Ed ecco tornare in ballo mio fratello. Con il quale ho condiviso, mi sono confidata, sono cresciuta. Fino all’ultimo, insomma, è stato un’avvolgente e consolatoria certezza. Come l’orsacchiotto di peluche per i bambini.

Certo, negli anni abbiamo ovviamente litigato. Però, in casa ci è stato inculcato il valore della solidarietà. Insegnato a starci vicini anche nei momenti di tensione. E nessuno dei due ha mai lasciato l’altro solo.

Allo stesso modo si sono sempre comportati i nostri genitori. Al punto che, quando si sono separati, non hanno preso ognuno la propria strada ma creato una super famigliona allargata. Nella quale abbiamo sguazzato tutti insieme in festosa e granitica armonia.

Morale, per un lunghissimo periodo della mia esistenza ho avuto l’inestimabile fortuna di vivere senza conoscere il significato della parola “solitudine”. Un lusso assoluto.

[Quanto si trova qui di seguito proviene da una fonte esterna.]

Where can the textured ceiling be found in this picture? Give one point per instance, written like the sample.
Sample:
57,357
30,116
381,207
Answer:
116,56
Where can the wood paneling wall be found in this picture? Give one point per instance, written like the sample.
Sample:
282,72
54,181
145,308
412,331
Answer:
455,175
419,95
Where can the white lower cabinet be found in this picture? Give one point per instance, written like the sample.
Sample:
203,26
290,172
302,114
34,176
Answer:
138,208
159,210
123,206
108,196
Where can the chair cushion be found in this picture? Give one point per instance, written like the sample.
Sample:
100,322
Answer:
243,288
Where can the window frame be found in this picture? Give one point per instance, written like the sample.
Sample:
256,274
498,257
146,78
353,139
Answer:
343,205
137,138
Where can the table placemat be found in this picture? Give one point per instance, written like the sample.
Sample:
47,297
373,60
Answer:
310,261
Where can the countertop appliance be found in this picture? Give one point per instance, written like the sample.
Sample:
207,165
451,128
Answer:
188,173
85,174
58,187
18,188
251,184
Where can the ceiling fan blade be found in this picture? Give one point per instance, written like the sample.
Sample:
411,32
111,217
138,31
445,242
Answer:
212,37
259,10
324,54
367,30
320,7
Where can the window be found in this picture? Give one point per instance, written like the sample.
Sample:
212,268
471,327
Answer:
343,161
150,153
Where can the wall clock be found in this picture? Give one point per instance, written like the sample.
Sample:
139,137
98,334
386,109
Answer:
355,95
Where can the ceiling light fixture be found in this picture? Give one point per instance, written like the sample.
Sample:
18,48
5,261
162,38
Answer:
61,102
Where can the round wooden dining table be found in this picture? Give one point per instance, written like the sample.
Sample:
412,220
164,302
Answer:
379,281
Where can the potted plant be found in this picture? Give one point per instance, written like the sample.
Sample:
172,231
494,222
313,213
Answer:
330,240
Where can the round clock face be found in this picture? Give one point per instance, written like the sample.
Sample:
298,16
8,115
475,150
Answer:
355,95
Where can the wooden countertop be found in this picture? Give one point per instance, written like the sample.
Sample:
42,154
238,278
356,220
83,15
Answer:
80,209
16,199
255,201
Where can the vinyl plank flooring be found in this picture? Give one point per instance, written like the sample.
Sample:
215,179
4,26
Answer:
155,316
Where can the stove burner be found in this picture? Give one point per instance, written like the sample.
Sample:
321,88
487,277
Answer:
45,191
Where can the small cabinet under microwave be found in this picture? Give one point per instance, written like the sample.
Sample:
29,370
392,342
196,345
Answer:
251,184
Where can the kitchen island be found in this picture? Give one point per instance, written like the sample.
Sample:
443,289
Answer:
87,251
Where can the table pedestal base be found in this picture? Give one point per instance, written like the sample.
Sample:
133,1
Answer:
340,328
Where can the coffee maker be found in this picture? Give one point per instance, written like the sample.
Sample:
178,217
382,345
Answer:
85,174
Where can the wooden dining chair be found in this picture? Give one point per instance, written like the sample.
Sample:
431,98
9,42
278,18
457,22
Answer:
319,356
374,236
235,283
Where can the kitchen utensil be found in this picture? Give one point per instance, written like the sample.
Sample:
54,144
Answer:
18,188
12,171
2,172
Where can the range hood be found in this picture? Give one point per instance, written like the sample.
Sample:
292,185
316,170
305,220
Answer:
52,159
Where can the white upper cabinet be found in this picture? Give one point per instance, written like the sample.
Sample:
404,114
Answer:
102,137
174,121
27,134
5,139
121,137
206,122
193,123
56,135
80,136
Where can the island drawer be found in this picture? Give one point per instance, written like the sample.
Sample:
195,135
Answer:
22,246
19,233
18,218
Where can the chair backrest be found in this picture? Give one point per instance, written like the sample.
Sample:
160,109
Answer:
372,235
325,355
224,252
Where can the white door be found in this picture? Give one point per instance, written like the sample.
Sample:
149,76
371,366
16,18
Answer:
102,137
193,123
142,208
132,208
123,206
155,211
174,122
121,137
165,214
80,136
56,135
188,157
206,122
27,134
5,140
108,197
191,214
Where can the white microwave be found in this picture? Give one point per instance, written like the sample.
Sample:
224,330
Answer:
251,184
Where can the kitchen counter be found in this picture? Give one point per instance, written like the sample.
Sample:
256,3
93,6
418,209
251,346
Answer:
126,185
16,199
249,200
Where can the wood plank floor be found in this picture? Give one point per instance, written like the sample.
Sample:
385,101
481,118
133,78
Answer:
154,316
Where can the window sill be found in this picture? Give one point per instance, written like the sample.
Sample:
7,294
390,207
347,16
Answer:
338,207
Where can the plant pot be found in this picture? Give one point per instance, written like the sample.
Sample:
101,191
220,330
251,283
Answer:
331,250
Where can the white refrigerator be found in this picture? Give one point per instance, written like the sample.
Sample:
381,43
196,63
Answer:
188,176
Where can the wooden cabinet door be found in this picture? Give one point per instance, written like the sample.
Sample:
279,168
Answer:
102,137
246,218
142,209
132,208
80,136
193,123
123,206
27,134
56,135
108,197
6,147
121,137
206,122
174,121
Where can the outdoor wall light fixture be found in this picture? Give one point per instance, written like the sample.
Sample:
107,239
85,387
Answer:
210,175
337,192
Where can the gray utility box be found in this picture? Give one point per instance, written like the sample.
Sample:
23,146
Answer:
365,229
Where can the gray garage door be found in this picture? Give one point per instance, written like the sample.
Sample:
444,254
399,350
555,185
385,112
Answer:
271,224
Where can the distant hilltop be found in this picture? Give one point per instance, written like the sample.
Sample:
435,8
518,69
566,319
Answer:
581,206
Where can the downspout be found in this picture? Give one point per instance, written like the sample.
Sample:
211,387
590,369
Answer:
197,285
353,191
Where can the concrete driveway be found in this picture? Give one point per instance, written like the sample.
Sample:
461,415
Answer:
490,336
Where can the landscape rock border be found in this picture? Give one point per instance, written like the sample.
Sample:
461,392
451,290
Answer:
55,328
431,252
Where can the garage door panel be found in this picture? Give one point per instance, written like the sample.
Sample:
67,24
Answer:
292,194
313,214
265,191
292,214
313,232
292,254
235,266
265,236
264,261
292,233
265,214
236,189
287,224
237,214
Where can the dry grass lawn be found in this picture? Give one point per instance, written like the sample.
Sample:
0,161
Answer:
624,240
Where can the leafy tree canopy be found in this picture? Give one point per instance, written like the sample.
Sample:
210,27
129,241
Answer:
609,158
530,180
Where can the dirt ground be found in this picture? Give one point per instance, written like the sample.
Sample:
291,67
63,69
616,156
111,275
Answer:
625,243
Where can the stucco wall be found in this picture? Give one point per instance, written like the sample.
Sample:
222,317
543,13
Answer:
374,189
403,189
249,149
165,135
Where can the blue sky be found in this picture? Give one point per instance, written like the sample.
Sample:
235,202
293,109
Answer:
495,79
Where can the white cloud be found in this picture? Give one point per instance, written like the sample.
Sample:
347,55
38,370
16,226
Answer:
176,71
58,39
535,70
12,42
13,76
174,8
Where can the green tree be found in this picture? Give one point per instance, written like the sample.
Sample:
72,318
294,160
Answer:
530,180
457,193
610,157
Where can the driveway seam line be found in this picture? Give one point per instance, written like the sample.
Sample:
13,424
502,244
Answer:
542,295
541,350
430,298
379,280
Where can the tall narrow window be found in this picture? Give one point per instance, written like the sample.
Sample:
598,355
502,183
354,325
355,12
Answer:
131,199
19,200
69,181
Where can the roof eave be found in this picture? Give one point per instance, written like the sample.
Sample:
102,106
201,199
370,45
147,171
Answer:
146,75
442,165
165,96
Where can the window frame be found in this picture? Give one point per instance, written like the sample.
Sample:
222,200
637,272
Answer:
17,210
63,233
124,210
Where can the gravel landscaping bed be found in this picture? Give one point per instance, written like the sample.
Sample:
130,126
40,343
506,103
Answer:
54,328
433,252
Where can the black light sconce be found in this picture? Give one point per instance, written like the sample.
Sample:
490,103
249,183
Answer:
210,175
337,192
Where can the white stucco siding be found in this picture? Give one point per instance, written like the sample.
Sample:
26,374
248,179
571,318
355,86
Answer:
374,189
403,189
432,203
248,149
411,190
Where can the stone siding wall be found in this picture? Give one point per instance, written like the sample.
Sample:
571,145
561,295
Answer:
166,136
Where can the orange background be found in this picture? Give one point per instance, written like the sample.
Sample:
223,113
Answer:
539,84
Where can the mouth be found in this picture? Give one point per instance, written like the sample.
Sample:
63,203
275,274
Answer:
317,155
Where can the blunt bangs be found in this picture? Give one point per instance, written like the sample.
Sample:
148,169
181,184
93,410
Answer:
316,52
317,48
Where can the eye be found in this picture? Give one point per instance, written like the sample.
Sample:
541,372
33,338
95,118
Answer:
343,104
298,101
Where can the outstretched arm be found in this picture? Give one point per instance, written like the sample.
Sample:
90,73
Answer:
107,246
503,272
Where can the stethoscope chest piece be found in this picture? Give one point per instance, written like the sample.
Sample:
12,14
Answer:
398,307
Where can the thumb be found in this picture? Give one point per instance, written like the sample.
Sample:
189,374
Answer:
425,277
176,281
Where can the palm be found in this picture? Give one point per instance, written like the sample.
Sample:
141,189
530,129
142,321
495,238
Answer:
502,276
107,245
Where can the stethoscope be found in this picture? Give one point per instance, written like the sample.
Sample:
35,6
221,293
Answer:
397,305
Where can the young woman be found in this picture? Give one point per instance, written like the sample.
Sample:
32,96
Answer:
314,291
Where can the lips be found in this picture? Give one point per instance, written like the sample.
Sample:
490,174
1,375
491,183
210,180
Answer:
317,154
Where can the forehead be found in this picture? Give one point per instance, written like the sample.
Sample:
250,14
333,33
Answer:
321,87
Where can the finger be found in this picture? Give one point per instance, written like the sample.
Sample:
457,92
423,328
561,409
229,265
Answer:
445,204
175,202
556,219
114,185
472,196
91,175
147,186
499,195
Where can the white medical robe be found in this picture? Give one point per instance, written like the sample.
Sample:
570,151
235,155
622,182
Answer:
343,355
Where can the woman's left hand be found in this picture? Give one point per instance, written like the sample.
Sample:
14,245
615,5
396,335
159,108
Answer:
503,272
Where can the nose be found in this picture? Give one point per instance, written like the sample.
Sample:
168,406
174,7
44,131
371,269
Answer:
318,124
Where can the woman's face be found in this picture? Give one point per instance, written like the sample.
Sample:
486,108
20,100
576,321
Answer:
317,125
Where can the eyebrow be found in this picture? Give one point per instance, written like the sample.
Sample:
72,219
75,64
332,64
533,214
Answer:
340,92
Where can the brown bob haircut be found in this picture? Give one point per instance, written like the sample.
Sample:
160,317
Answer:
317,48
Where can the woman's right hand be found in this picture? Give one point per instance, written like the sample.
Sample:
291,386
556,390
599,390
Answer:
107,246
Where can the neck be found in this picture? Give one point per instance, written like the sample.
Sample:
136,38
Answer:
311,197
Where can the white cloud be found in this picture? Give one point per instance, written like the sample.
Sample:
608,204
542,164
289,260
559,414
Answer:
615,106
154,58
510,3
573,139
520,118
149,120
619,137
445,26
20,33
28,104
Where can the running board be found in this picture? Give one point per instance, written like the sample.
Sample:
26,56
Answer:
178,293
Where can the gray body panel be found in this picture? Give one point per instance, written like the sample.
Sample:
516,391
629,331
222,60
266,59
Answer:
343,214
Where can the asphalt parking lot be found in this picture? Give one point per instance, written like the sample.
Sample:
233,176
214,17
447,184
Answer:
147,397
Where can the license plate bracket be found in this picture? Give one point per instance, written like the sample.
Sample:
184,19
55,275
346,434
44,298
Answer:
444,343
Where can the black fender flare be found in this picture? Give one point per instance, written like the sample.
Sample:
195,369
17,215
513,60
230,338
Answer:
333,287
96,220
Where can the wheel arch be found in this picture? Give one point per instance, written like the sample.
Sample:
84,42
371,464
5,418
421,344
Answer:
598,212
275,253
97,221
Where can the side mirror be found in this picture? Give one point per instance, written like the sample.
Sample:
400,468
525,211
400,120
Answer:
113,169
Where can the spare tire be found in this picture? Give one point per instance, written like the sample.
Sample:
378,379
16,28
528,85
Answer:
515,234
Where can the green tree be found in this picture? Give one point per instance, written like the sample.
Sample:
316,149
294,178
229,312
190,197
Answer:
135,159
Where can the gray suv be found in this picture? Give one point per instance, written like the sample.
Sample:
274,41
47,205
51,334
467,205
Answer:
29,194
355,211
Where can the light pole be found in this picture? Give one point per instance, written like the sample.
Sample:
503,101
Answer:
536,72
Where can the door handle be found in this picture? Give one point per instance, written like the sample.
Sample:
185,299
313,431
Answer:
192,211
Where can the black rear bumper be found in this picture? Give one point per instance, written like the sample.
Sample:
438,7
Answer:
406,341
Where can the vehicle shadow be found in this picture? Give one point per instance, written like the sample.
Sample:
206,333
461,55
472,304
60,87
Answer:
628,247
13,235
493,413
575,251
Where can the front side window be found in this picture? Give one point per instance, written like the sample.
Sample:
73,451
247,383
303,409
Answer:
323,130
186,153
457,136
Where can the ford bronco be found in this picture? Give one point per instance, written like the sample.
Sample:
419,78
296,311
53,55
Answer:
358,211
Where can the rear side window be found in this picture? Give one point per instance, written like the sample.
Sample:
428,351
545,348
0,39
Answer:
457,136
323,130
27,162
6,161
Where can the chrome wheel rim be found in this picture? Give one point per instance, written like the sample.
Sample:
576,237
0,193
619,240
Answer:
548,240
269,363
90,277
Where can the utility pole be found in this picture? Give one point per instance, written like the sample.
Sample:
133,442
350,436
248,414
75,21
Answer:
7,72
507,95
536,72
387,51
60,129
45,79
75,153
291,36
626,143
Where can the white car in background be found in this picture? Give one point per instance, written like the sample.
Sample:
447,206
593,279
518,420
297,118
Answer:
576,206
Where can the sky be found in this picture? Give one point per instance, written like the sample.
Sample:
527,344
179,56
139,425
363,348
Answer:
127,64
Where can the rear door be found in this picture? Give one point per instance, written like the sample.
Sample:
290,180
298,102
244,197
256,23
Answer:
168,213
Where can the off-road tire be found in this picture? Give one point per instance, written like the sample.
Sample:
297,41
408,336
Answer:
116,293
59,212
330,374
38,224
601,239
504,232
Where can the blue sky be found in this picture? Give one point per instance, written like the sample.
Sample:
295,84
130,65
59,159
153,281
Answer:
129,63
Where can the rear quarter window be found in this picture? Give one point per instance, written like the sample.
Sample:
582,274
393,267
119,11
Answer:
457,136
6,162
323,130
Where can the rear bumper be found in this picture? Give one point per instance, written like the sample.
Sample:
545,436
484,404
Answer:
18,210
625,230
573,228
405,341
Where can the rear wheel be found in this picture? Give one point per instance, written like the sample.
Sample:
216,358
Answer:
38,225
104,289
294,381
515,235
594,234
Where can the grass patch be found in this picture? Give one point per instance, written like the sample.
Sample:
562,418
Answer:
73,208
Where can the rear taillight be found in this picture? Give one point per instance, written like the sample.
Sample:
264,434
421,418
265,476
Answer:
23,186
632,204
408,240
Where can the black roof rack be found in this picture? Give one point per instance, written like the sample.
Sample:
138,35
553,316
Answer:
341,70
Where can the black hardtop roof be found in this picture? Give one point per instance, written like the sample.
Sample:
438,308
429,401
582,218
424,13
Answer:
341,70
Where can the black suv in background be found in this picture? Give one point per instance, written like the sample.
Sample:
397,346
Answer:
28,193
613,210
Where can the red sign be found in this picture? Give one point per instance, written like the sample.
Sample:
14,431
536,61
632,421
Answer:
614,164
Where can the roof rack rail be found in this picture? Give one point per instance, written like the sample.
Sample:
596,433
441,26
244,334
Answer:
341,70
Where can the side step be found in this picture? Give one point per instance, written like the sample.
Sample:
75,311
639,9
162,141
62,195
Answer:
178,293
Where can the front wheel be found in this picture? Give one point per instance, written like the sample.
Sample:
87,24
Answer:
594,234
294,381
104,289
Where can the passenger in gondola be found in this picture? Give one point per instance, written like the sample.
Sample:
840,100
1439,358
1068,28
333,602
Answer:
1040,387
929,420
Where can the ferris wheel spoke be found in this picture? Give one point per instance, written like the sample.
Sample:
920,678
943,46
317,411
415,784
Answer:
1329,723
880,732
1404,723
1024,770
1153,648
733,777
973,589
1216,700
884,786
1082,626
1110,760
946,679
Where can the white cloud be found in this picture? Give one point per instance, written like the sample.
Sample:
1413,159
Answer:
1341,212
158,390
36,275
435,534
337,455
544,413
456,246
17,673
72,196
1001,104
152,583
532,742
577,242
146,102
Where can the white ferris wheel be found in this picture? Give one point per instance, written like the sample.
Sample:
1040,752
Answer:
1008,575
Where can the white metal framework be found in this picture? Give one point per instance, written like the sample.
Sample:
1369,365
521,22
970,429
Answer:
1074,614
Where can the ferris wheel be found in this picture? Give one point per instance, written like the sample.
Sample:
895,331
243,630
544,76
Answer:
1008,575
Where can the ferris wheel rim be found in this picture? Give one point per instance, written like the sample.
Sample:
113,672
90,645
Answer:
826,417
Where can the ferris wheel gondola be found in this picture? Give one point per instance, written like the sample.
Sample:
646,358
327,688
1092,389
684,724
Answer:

Tutto è cambiato nel corso del tempo. Perché quando piano piano la famiglia si è assottigliata, mi sono trovata nel ruolo di capo. E, come recita una famosa frase di Sergio Marchionne, mi sono accorta che davvero «Chi comanda è solo».

Oggi, con la mamma fuori combattimento e gli altri parenti scomparsi, siamo rimasti io e i miei figli. Adorabili e collaborativi, ma ancora giovani per affibbiare loro l’onere di troppe incombenze.

Quindi, ogni volta che ci sono decisioni importanti da prendere le svisceriamo insieme nel minimo dettaglio. Ma alla fine so che l’ultima parola tocca a me.

Ed è proprio questo che mi dà l’idea della solitudine: dover dire “tocca” e non “spetta”. Perché mi sento, appunto, come un capitano di prima nomina. Ancora privo di esperienza, ma già travolto dalle responsabilità.

Per fortuna, nei momenti più difficili mi viene in mente che tra figli, fidanzato e amiche, la ciurma è delle migliori. Infatti, per ora non ha dato nessun segno di ammutinamento.